In the latest staging system of the American Joint Committee on Cancer (AJCC) for intrahepatic cholangiocarcinoma (IHCCC), solitary tumors with vascular invasion and multiple tumors are grouped together as T2. However, recent studies report that multifocal IHCCC has a worse prognosis than a single lesion. This study aimed to investigate the risk factors for IHCCC and explore the prognostic significance of multiplicity after surgical resection.
Materials and Methods
A total of 257 patients underwent surgery for IHCCC from 2010 to 2019 and the clinicopathological data were retrospectively reviewed. Risk factor analysis was performed to identify variables associated with survival after resection. Survival outcomes were compared between patients with solitary and multiple tumors.

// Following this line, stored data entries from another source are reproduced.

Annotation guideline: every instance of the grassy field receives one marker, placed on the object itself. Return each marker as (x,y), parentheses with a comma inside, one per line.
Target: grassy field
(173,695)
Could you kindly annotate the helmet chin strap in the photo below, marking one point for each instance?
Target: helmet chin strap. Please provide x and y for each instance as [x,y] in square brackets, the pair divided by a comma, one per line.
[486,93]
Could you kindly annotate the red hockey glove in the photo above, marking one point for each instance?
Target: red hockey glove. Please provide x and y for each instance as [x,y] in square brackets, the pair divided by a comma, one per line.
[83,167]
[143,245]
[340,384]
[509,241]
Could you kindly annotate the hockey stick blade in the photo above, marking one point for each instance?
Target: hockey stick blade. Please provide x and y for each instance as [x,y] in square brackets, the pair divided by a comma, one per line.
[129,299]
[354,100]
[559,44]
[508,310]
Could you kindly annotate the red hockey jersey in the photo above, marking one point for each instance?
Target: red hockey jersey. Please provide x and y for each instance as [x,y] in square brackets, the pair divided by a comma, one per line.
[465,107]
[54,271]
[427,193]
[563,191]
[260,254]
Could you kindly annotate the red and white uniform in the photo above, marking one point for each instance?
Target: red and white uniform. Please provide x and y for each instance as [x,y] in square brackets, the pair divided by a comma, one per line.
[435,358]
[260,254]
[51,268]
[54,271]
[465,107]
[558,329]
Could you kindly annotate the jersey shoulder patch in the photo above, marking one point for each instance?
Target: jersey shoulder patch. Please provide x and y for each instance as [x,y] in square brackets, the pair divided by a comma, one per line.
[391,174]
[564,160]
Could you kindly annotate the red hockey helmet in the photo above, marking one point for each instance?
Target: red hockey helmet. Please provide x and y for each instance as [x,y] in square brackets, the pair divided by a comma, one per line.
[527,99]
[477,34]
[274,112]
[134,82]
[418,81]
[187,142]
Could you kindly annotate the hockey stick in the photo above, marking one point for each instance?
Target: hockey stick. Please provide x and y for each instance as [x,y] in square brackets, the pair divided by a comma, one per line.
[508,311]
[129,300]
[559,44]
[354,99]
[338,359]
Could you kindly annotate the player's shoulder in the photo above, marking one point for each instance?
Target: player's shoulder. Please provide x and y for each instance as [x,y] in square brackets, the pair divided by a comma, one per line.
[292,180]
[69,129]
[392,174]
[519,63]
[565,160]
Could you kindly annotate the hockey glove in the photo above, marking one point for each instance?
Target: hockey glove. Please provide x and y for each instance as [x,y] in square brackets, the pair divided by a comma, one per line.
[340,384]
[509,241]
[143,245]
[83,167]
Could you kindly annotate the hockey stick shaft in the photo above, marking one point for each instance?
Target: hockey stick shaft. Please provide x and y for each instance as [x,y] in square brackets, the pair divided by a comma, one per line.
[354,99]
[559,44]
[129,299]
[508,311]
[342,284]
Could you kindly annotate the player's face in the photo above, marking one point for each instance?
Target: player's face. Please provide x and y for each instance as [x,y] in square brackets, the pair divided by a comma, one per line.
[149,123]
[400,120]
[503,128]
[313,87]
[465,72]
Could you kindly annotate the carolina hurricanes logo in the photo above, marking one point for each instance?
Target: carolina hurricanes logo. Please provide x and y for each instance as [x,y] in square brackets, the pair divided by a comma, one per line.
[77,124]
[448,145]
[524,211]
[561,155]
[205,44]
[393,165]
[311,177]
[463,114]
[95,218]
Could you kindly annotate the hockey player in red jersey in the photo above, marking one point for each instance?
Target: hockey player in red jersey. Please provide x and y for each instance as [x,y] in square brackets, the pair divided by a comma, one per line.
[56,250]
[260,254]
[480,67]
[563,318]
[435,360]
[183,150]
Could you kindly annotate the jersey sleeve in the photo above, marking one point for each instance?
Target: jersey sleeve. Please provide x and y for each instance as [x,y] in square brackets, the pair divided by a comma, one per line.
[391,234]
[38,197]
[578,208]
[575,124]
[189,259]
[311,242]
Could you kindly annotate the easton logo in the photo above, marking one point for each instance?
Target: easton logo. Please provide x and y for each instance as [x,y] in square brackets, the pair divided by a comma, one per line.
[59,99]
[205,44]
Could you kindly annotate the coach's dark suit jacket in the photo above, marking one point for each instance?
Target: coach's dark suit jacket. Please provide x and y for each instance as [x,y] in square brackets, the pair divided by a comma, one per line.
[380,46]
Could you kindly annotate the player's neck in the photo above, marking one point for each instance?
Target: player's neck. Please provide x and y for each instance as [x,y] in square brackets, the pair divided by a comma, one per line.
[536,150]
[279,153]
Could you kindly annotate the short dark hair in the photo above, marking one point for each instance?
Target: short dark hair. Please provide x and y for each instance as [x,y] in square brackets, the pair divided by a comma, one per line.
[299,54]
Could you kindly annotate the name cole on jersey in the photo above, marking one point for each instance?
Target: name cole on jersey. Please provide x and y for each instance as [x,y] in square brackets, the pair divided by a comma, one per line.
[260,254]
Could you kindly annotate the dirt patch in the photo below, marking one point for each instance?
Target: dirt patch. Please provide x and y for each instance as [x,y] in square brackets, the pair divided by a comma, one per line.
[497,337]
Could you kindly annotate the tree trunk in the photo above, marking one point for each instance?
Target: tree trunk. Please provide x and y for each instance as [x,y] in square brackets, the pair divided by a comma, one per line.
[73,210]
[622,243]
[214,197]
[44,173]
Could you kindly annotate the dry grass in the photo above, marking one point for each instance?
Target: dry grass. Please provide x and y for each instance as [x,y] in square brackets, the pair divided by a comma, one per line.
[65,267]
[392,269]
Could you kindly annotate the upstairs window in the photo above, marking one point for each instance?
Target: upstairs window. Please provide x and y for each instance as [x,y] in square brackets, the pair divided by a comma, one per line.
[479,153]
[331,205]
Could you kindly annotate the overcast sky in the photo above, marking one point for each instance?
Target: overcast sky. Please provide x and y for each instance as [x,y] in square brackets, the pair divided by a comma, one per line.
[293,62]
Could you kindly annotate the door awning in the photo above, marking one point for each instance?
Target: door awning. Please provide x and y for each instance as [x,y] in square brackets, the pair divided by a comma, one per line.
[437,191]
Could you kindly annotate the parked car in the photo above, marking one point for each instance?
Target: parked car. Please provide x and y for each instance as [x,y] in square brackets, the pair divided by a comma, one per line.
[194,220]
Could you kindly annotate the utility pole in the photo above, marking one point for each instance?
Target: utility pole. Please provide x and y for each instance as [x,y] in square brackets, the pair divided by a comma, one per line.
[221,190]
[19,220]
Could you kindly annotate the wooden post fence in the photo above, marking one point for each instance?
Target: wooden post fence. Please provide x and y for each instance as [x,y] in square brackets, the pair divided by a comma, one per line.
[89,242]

In multivariable analysis, the presence of preoperative symptoms, tumor size, lymph node ratio, multiplicity, and tumor differentiation were identified as risk factors for survival. Among 82 patients with T2, overall survival was significantly longer in patients with solitary tumors (sT2) than in those with multiple tumors (mT2) (p=0.017). Survival was compared among patients with stage II-sT2, stage II-mT2, and stage III. The stage II-sT2 group showed prolonged survival when compared with stage II-mT2 or stage III. Survivals of stage II-mT2 and stage III patients were not statistically different.
Tumor multiplicity was an independent risk factor for overall survival of IHCCC after surgical resection. Patients with multiple tumors showed poorer survival than patients with a single tumor. The oncologic significance of multiplicity in IHCCC should be reappraised and reflected in the next staging system update.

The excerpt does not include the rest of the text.